End to End Monitoring of Kafka and Spark Streaming Data Pipelines

By: Sandip Honde, Hari Nair

Identifying issues in distributed applications like a Spark streaming application is not trivial. This blog describes how Unravel helps you connect the dots across streaming applications to identify bottlenecks.

Spark streaming is widely used in real-time data processing, especially with Apache Kafka. A typical scenario involves a Kafka producer application writing to a Kafka topic. The Spark application then subscribes to the topic and consumes records. The records might be further processed downstream using operations like map and foreachRDD ops or saved into a datastore.

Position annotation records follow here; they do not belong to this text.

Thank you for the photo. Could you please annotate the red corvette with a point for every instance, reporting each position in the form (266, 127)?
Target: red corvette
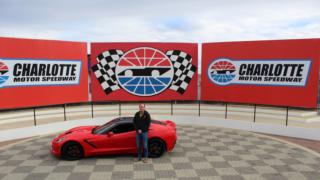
(117, 136)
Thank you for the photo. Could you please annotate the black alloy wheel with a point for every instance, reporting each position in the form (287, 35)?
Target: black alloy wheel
(72, 151)
(156, 148)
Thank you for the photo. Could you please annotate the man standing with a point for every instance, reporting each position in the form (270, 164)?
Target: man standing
(141, 123)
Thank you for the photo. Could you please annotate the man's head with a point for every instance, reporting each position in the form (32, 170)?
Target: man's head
(142, 107)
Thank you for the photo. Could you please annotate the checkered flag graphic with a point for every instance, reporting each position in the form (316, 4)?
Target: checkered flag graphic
(104, 70)
(183, 70)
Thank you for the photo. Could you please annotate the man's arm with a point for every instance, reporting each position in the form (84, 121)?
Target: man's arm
(148, 119)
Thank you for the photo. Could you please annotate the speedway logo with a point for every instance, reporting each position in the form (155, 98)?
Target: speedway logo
(28, 72)
(144, 71)
(259, 72)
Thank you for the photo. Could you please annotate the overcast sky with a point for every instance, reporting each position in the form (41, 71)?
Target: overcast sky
(162, 20)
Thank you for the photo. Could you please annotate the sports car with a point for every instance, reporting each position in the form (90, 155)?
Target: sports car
(117, 136)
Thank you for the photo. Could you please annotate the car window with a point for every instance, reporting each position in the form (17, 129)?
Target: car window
(122, 128)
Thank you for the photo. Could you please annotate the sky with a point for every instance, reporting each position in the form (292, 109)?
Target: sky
(160, 21)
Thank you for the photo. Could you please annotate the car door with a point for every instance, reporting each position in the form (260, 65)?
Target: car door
(123, 138)
(118, 139)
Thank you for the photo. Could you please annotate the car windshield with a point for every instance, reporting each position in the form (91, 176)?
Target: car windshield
(98, 129)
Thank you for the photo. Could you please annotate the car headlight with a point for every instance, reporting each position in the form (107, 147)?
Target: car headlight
(61, 139)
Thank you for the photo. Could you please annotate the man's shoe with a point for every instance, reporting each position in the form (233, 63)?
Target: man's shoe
(145, 160)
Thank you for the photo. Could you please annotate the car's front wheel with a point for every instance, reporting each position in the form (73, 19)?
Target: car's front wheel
(156, 148)
(72, 151)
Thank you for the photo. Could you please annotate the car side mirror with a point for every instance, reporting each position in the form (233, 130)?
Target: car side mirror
(110, 133)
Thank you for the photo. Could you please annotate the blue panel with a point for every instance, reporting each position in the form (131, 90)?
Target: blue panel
(165, 80)
(149, 90)
(154, 81)
(159, 88)
(123, 80)
(140, 90)
(130, 88)
(147, 81)
(135, 81)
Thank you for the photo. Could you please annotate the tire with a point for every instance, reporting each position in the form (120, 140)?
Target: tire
(156, 148)
(72, 151)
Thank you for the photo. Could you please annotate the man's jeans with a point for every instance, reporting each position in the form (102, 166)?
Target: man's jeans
(142, 139)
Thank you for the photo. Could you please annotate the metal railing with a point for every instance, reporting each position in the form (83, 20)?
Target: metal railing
(198, 108)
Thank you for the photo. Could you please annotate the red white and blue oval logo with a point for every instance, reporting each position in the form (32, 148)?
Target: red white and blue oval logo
(221, 71)
(3, 73)
(144, 71)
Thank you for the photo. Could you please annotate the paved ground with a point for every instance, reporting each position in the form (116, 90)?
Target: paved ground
(310, 144)
(200, 153)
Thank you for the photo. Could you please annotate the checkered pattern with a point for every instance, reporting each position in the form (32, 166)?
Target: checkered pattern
(183, 70)
(104, 70)
(200, 153)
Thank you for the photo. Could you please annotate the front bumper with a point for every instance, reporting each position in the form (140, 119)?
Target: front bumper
(55, 148)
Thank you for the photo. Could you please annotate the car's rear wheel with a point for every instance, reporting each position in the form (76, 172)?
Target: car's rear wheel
(72, 151)
(156, 148)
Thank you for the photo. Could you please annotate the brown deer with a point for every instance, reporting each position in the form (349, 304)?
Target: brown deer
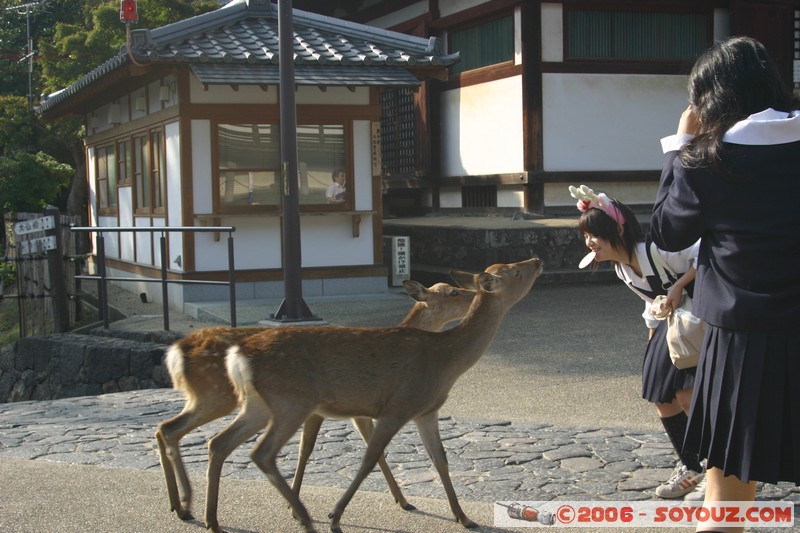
(392, 375)
(196, 364)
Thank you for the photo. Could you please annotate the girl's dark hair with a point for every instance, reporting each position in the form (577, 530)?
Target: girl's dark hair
(729, 82)
(598, 223)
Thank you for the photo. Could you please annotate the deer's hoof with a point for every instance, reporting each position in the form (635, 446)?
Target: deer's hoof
(467, 523)
(406, 506)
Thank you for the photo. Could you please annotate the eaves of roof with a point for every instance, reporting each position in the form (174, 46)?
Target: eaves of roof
(245, 33)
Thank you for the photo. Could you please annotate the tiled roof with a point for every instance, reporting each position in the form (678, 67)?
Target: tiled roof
(245, 33)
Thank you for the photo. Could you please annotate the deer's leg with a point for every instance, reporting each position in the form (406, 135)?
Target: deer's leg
(289, 416)
(428, 427)
(307, 440)
(252, 418)
(168, 436)
(364, 426)
(384, 430)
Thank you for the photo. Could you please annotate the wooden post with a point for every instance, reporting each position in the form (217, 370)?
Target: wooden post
(58, 285)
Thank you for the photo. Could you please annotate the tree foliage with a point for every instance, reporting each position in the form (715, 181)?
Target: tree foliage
(30, 178)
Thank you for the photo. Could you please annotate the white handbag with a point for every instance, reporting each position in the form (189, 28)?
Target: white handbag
(685, 331)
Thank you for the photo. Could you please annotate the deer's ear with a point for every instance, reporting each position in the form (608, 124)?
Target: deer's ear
(488, 282)
(463, 279)
(415, 289)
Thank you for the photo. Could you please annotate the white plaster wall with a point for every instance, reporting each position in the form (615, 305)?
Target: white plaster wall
(143, 241)
(256, 242)
(552, 32)
(224, 94)
(510, 196)
(362, 163)
(608, 122)
(110, 239)
(328, 241)
(174, 198)
(125, 212)
(482, 129)
(331, 96)
(201, 167)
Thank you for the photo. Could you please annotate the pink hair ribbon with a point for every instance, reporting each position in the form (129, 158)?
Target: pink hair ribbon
(587, 199)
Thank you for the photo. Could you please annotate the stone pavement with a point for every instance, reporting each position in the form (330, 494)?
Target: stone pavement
(550, 413)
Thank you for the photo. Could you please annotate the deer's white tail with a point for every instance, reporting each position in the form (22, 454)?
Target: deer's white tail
(239, 371)
(174, 362)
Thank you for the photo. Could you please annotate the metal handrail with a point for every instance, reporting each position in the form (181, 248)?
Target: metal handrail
(102, 279)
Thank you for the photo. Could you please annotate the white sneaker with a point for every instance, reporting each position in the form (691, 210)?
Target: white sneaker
(698, 494)
(682, 482)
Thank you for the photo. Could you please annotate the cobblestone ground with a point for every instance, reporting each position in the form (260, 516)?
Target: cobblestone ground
(489, 460)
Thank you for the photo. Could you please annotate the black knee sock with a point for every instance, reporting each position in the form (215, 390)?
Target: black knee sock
(676, 430)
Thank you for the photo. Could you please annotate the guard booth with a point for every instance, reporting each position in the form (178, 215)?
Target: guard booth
(397, 256)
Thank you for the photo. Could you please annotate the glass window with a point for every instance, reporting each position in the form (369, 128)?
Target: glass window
(141, 171)
(125, 162)
(106, 178)
(635, 36)
(249, 163)
(484, 45)
(320, 152)
(398, 140)
(158, 171)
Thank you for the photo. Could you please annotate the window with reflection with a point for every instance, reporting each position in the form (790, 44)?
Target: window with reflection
(249, 166)
(106, 178)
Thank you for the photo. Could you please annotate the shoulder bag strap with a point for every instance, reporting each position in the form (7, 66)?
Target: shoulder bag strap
(659, 266)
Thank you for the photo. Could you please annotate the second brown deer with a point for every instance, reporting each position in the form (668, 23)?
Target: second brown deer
(196, 364)
(392, 375)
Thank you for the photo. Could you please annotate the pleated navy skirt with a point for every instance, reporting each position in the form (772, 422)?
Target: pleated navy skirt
(660, 378)
(745, 416)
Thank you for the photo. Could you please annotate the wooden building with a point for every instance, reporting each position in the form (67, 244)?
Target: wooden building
(554, 93)
(182, 129)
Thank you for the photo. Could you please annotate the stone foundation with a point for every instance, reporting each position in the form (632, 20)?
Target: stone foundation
(66, 365)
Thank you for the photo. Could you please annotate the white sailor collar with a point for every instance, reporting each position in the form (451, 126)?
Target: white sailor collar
(627, 274)
(765, 128)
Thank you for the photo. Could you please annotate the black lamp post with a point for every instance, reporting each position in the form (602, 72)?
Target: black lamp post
(293, 308)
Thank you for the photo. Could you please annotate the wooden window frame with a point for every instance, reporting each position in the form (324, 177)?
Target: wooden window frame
(665, 66)
(223, 208)
(103, 179)
(505, 14)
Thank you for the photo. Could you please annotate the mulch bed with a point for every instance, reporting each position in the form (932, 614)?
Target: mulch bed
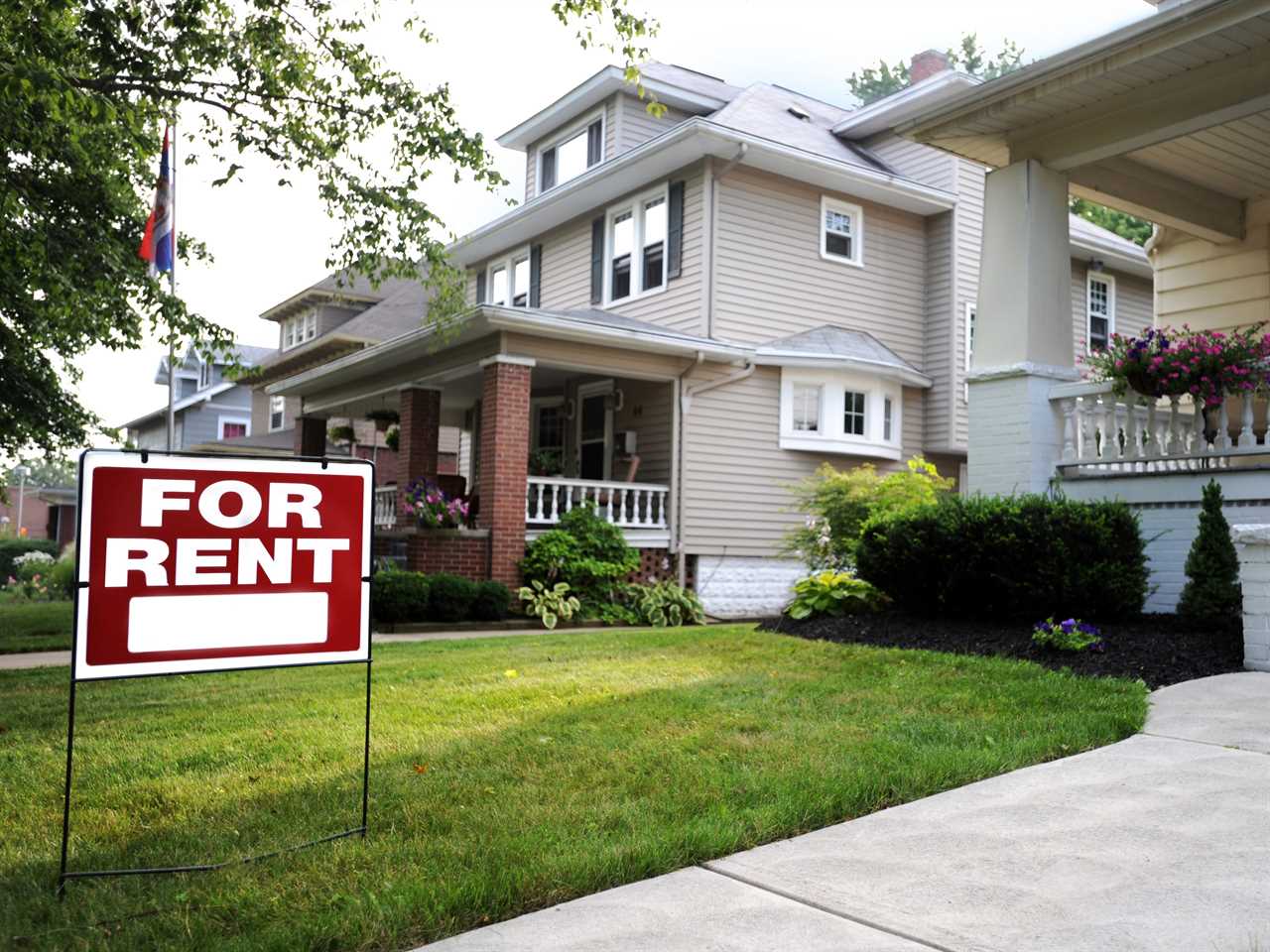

Below are two scenarios illustrating how you can use Unravel’s APMs to inspect, understand, correlate, and finally debug issues around a Spark streaming app consuming a Kafka topic. They demonstrate how Unravel’s APMs can help you perform an end-to-end analysis of the data pipelines and its applications. In turn, this wealth of information helps you effectively and efficiently debug and resolve issues that otherwise would require more time and effort.

Use Case 1: Producer Failure

Consider a running Spark application that has not processed any data for a significant amount of time. The application’s previous iterations successfully processed data and you know for a certainty that current iteration should be processing data.

Detect Spark is processing no data

When you notice the Spark application has been running without processing any data, you want to check the application’s I/O.

Checking I/O Consumption

Click on it to bring up the application and see its I/O KPI

View Spark input details

When you see the Spark application is consuming from Kafka, you need to examine Kafka side of the process to determine the issue. Click on a batch to find the topic it is consuming.

View Kafka topic details

Bring up the Kafka Topic details which graphs the Bytes In Per Second, Bytes Out Per Second, Messages In Per Second, and Total Fetch Requests Per Second. In this case, you see Bytes In Per Second and Messages In Per Second graphs show a steep decline; this indicates the Kafka Topic is no longer producing any data.

The Spark application is not consuming data because there is no data in the pipeline to consume.
You should notify the owner of the application that writes to this particular topic. Upon notification, they can drill down to determine and then resolve the underlying issues causing that writes to this topic to fail.

The graphs show a steep decline in the BytesInPerSecond and MessagesInPerSecond metric. Since there is nothing flowing into the topic, there is no data to be consumed and processed by Spark down the pipeline. The administrator can then alert the owner of the Kafka Producer Application to further drill down into what are the underlying issues that might have caused the Kafka Producer to fail.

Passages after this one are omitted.